Optimizing cell culture for advanced therapies with complex algorithms


Complex algorithms are being developed to predict optimal cell culture conditions for regenerative medicine applications.

Cell therapy treatments involve transplanting engineered human cells into patients to replace or repair damaged cells and tissues. Before these cells can be transplanted into a patient, they must be cultured, manipulated and expanded in a laboratory to enhance their therapeutic properties and ensure there is a large enough population to have the desired effect.

Julie Audet (Institute of Biomedical Engineering, University of Toronto, Canada) and her team have been developing complex computational algorithms that can optimize laboratory experiments to enable researchers to define the best possible conditions to culture their cells in.

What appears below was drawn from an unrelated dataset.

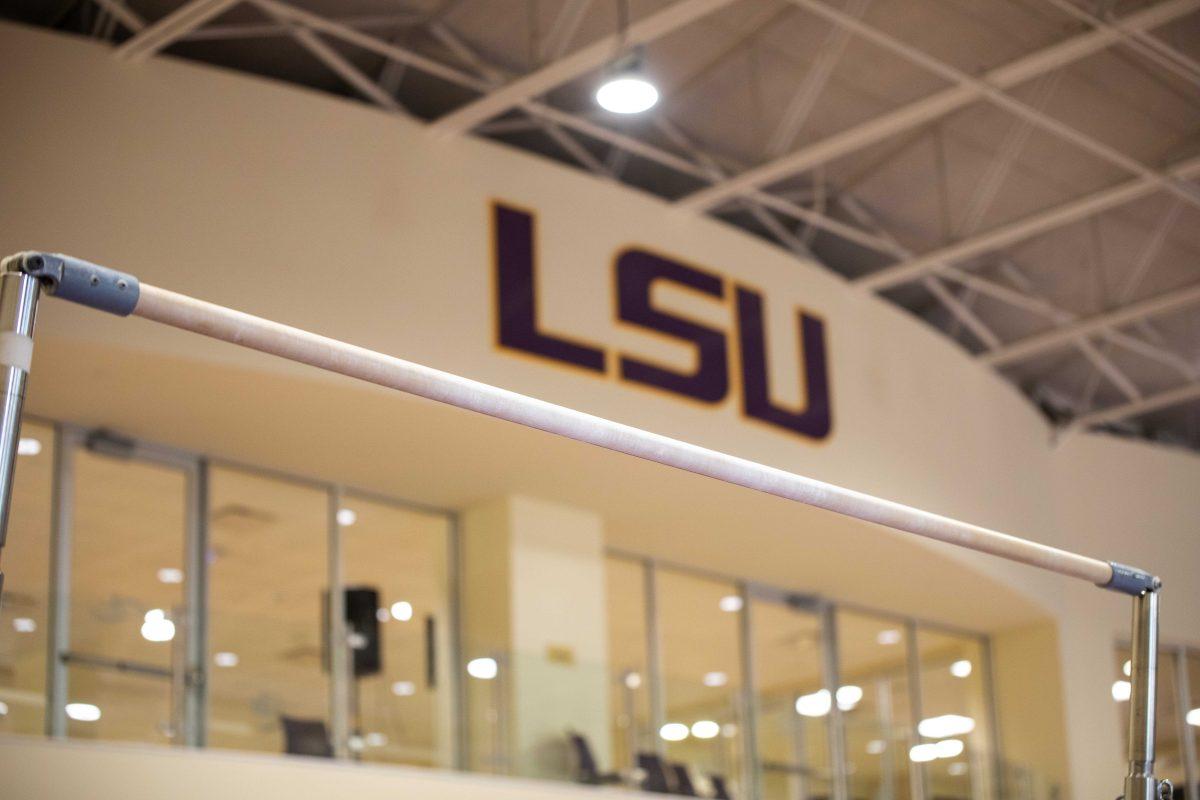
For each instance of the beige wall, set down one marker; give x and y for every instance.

The algorithms can assist researchers in designing experiments that are feasible and have a higher chance of success, taking away some of the trial and error associated with culture optimization, and reducing the time and resources required.

“Our algorithms become necessary when experiments are very costly to execute and are extremely labour-intensive,” said Audet when discussing the application of these algorithms. “They are especially useful when the results are impossible to predict because of the complexity of the biological systems under study. In that case, it would not be feasible or possible for researchers to use conventional approaches to design and execute their experiments.”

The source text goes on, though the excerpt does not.